7
votes

I am trying to figure out why the rbind function is not working as intended when joining data.frames without names. Here is my testing:

test <- data.frame(
            id=rep(c("a","b"),each=3),
            time=rep(1:3,2),
            black=1:6,
            white=1:6,
            stringsAsFactors=FALSE
            )

# take some subsets with different names
pt1 <- test[,c(1,2,3)]
pt2 <- test[,c(1,2,4)]

# method 1 - rename to same names - works
names(pt2) <- names(pt1)
rbind(pt1,pt2)

# method 2 - works - even with duplicate names
names(pt1) <- letters[c(1,1,1)]
names(pt2) <- letters[c(1,1,1)]
rbind(pt1,pt2)

# method 3 - works  - with a vector of NA's as names
names(pt1) <- rep(NA,ncol(pt1))
names(pt2) <- rep(NA,ncol(pt2))
rbind(pt1,pt2)

# method 4 - but... does not work without names at all?
pt1 <- unname(pt1)
pt2 <- unname(pt2)
rbind(pt1,pt2)

This seems a bit odd to me. Am I missing a good reason why this shouldn't work out of the box?

edit for additional info

Using @JoshO'Brien's suggestion to debug, I can identify the error as occurring during this if statement part of the rbind.data.frame function

if (is.null(pi) || is.na(jj <- pi[[j]]))

(online version of code here: http://svn.r-project.org/R/trunk/src/library/base/R/dataframe.R starting at: "### Here are the methods for rbind and cbind.")

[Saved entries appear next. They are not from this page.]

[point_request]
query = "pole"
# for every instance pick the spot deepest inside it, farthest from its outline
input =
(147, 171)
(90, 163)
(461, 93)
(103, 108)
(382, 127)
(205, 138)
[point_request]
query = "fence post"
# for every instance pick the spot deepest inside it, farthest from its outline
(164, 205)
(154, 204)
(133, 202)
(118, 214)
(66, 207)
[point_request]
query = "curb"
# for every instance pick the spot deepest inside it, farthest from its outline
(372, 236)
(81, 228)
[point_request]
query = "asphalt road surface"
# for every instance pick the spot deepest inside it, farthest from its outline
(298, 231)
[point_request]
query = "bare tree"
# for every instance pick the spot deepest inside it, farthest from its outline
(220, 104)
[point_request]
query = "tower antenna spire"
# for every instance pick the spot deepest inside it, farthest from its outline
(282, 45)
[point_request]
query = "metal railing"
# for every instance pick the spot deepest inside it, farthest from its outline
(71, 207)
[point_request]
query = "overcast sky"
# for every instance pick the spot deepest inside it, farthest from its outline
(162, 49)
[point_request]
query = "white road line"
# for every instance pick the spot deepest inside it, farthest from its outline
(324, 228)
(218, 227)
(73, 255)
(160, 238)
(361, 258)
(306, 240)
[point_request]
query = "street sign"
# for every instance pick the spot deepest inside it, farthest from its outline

From stepping through the program, the value of pi does not appear to have been set at this point, hence the program tries to index the built-in constant pi like pi[[3]] and errors out.

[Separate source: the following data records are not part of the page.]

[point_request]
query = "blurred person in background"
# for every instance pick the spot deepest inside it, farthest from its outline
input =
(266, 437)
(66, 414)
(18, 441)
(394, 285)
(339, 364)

From what I can figure, the internal pi object doesn't appear to be set due to this earlier line where clabs has been initialized as NULL:

if (is.null(clabs)) clabs <- names(xi) else { #pi gets set here

I am in a tangle trying to figure this out, but will update as it comes together.

1
Have a peek at the code of rbind.data.frame most of which is concerned with checking and matching column and row names. You could do debug(rbind.data.frame) and then step through your method 4 to determine exactly where the error gets thrown.Josh O'Brien
@JoshO'Brien - have updated to provide some more info. I'm not so great at interpreting code and am working at it, but maybe it will be obvious to someone else.thelatemail

1 Answers

6
votes

Because unname() & explicitly assigning NA as column headers are not identical actions. When the column names are all NA, then an rbind() is possible. Since rbind() takes the names/colnames of the data frame, the results do not match & hence rbind() fails.

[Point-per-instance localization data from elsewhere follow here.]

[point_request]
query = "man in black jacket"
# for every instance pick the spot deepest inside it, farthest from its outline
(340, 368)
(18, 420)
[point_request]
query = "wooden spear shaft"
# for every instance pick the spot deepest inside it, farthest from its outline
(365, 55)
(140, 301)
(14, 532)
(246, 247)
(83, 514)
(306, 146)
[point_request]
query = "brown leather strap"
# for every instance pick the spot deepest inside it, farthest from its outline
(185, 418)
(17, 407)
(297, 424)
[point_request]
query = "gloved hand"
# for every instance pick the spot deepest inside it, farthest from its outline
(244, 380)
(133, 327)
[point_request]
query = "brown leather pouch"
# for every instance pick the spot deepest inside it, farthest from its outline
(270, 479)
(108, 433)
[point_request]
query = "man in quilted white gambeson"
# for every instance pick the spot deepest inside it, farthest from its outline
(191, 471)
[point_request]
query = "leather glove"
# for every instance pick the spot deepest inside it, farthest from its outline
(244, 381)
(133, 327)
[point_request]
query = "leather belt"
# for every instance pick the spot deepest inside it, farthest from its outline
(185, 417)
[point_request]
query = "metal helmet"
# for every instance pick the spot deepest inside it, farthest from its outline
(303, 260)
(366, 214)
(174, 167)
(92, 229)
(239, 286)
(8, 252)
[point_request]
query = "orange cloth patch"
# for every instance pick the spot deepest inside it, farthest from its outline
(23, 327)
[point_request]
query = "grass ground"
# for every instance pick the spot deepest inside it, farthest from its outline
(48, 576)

Here is some code to help see what I mean:

> c1 <- c(1,2,3)
> c2 <- c('A','B','C')
> df1 <- data.frame(c1,c2)
> df1
  c1 c2
1  1  A
2  2  B
3  3  C
> df2 <- data.frame(c1,c2) # df1 & df2 are identical
>
> #Let's perform unname on one data frame &
> #replacement with NA on the other
>
> unname(df1)
  NA NA
1  1  A
2  2  B
3  3  C
> tem1 <- names(unname(df1))
> tem1
NULL
>
> #Please note above that the column headers though showing as NA are null
>
> names(df2) <- rep(NA,ncol(df2))
> df2
  NA NA
1  1  A
2  2  B
3  3  C
> tem2 <- names(df2)
> tem2
[1] NA NA
> 
> #Though unname(df1) & df2 look identical, they aren't
> #Also note difference in tem1 & tem2
>
> identical(unname(df1),df2)
[1] FALSE
> 

I hope this helps. The names show up as NA each, but the two operations are different.

Hence, two data frames with their column headers replaced to NA can be "rbound" but two data frames without any column headers (achieved using unname()) cannot.